Um agrupamento de estrelas jovens e regiões gasosas é descrito pelos cientistas como "uma lasca saindo de uma prancha de madeira".
Sputnik

Os astrônomos classificam amplamente as galáxias em três categorias principais: elípticas, espirais e irregulares, com mais de dois terços das que observaram incluídos nessa segunda forma, abrangendo a Via Láctea. Mas, embora os cientistas tenham uma ideia aproximada do tamanho e da forma dos braços espirais da Via Láctea, eles dizem que mapear toda a estrutura da nossa galáxia é um desafio, já que a Terra está dentro dela.

"É como ficar no meio da Times Square [em Nova York] e tentar desenhar um mapa da ilha de Manhattan", explicam os cientistas do Laboratório de Propulsão a Jato (JPL, sigla em inglês) da NASA na Califórnia, nos EUA.

Cientistas do laboratório da NASA encontraram uma estranha "quebra" nos braços espirais da Via Láctea, que poderia nos dizer mais sobre sua história galáctica. Essa interrupção, que consiste em um aglomerado de estrelas jovens e regiões gasosas, é descrita pelo JPL como "uma lasca saindo de uma placa de madeira".

Os pesquisadores rastrearam o recurso usando olhos infravermelhos ou buscadores de calor do Telescópio Espacial Spitzer da NASA e da missão Gaia da Agência Espacial Europeia (ESA, em inglês), que mede distâncias e movimentos estelares.

O novo estudo se concentrou em uma região próxima a um dos braços da Via Láctea, chamada de Braço de Sagitário, lar dos famosos Pilares da Criação, que fazem parte da Nebulosa da Águia. Os dados combinados de Spitzer e Gaia mostraram que Sagitário está cheio de estrelas jovens que se movem no espaço, quase na mesma velocidade e direção.

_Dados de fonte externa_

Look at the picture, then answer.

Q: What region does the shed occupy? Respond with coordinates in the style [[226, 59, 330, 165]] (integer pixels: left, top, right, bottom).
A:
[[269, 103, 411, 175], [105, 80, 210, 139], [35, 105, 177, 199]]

Mapear a Via Láctea não é fácil quando estamos dentro dela. Graças aos dados do nosso telescópio espacial Spitzer aposentado e da ESA na missão Gaia, os astrônomos descobriram uma "quebra" em um de seus braços espirais oferecendo uma visão sobre a estrutura em grande escala de nossa galáxia.

Michael Kuhn, principal autor do novo artigo, explicou que modelos anteriores da Via Láctea sugeriam que o enrolamento, medido pelo "ângulo de inclinação" em comparação com um círculo perfeito a zero graus, sugeria anteriormente que Sagitário tinha um ângulo de inclinação de aproximadamente 12 graus. As novas observações mostram que o ângulo de inclinação de Sagitário é de quase 60 graus. No entanto, ainda não está claro por quê.

Os astrônomos ainda estão tentando descobrir como e por que os braços das galáxias se formam, e o JPL agora disse que o novo estudo pode fornecer algumas pistas.

"Esta estrutura é uma pequena parte da Via Láctea, mas pode nos dizer algo significativo sobre a galáxia como um todo", disse o co-autor do estudo, Robert Benjamin.